Patrick Nyarko And Playing the Game: Redux / by Harrison Crow

by Harrison Crow (@Harrison_Crow)

Last year, I wrote about Patrick Nyarko and his contract extension with the Chicago Fire. Fast forward through a rough 2015 campaign and while I wasn't necessarily wrong about the deal, as Nyarko reached more minutes than I had expected and ended up being was a useful option off the bench, the Chicago Fire ended up on the lesser side of the deal paying him more than what he was worth in 2015. That was largely due to injuries that sidelined him the first half of the season, one of the primary reasons I remained rather gloomy concerning the size of the contract.

Nyarko is now "supposedly" headed to DC after requesting to leave the windy city and despite his limited time on the pitch last season there are performance indicators that United could be set to inherent a solid “buy low” candidate should a trade be worked out.

With injuries and less leverage it's inevitable that Nyarko is going to be paid less than his $210,000 contract last season and thus will take a step closer to the average wide midfielder salary, which was roughly $175,000 last season. As I pointed out last year, he's had some problems with injuries related to his legs but that didn't stop him from still attempting and successfully winning one-on-one take-on's. 

Comparing him to those with at least 1,000 minutes played (39 total candidates), Nyarko managed to come in 11th in shots inside/outside 18 yard ratio, meaning he took more high leverage shots than most his peers when taking a shot. He did this by managing 1.3 successful dribbles per 90 minutes and getting to the box by way of his speed and skill.
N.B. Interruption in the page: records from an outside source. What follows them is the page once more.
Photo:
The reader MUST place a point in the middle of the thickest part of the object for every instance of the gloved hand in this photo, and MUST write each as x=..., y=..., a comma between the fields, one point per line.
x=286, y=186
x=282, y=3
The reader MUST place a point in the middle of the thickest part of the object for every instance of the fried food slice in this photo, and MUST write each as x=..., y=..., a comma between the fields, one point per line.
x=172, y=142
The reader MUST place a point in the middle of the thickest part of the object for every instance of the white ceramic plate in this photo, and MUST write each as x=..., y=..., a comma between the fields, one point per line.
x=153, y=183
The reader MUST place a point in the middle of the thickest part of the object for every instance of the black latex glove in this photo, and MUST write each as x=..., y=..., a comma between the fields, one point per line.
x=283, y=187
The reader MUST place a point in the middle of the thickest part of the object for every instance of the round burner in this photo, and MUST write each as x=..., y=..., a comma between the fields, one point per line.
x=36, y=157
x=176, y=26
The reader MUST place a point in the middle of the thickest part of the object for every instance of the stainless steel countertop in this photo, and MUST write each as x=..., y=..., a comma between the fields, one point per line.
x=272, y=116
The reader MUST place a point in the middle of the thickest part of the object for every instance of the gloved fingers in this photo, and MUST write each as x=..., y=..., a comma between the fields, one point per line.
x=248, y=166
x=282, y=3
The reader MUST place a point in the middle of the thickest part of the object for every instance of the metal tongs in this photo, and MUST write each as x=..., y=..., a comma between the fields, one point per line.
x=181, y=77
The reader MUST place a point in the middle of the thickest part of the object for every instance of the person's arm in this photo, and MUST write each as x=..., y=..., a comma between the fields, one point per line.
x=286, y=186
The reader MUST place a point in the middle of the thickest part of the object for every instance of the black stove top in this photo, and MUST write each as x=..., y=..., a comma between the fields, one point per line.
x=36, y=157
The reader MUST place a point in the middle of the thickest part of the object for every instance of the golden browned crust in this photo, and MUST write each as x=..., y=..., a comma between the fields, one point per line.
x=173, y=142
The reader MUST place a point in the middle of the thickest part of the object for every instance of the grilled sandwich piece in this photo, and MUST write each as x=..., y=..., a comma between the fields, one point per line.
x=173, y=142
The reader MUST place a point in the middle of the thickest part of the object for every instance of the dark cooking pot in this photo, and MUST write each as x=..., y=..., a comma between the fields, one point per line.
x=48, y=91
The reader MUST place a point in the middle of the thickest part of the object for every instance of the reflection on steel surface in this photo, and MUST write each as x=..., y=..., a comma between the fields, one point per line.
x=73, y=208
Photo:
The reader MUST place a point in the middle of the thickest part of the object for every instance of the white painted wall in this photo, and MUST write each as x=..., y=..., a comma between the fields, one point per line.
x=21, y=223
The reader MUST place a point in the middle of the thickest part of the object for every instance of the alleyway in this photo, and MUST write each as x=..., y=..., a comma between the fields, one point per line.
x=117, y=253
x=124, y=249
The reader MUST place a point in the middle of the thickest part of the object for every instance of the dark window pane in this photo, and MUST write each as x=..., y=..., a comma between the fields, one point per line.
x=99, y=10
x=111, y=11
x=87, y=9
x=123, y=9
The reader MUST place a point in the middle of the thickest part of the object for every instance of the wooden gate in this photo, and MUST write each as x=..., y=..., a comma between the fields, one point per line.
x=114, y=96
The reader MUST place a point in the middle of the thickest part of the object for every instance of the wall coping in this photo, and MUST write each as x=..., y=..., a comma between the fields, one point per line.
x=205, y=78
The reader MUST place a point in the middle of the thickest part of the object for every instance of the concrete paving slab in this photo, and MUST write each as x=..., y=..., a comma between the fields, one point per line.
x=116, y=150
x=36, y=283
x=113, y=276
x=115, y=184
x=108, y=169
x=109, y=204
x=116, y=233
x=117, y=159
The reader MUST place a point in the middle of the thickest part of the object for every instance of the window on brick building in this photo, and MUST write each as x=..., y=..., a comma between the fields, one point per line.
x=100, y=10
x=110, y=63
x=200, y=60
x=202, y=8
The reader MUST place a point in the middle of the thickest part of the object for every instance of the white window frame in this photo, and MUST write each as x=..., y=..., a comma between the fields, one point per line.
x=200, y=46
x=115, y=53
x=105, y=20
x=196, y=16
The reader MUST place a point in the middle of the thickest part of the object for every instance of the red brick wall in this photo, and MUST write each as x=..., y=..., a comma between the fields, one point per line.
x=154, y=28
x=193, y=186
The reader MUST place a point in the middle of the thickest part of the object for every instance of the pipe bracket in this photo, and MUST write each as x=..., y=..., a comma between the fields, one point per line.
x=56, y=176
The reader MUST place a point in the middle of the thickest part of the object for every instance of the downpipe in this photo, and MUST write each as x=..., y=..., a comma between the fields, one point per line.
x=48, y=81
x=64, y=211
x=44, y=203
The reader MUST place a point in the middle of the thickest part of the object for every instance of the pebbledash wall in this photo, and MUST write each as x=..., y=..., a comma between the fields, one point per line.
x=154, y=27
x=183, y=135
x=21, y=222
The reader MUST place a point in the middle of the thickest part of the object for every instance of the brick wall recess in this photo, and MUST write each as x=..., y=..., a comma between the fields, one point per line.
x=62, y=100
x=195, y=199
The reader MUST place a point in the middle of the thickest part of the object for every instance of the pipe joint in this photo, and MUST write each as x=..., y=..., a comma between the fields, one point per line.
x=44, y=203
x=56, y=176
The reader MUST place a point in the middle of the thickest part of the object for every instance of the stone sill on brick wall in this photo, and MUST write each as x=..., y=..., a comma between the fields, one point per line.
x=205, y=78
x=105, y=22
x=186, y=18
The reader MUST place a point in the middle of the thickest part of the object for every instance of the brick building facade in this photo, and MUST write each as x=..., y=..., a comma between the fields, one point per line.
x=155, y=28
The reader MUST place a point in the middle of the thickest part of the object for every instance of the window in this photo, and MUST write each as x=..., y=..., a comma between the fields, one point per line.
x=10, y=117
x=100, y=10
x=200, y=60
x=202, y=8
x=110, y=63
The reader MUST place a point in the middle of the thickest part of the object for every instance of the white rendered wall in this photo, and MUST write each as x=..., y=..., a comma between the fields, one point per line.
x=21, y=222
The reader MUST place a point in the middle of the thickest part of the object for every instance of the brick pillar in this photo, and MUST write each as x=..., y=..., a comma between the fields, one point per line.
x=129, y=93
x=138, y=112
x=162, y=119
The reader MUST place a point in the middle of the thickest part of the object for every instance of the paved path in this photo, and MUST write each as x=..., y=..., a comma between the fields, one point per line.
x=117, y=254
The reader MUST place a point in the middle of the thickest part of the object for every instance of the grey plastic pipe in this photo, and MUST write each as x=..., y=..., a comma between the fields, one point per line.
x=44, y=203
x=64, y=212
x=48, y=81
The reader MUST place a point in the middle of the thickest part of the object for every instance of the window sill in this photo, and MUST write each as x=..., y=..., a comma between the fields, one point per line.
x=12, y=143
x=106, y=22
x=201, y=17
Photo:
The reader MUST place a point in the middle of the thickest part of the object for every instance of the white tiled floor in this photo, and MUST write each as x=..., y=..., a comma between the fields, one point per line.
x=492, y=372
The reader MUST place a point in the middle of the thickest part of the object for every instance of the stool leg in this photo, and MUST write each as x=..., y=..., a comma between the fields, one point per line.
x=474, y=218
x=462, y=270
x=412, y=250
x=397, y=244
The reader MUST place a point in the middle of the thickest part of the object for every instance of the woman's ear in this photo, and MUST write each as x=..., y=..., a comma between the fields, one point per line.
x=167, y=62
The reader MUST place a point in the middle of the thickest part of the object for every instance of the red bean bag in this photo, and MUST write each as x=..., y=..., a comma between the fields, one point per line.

Now instead of trying to fight for a place in Chicago with minutes being tough to find while being overpaid in a reduced role, Ben Olsen, who needed both attacking quality and speed off the bench, finds himself with a useful weapon that just a few years ago was near the top of underrated attacking wide players in MLS. 

Despite his ability and past history he won't be depended upon for more than 1600 minutes (roughly half an MLS season) because of Chris Rolfe, Lamar Neagle and Nick DeLeon rotating to cover the wide positions reducing the worry associated injury concern. The minutes will be there if he's healthy and they can likely easily spell him for multiple games at a time if needed.

I'll fully admit that this is a risky move and with nearing 30 next week Patrick Nyarko has probably already seen his best season as a professional. But that doesn't mean that he's done or that he's no longer of value to an MLS club. This is a good risk and the type of good risk more MLS teams need to take in an off-season.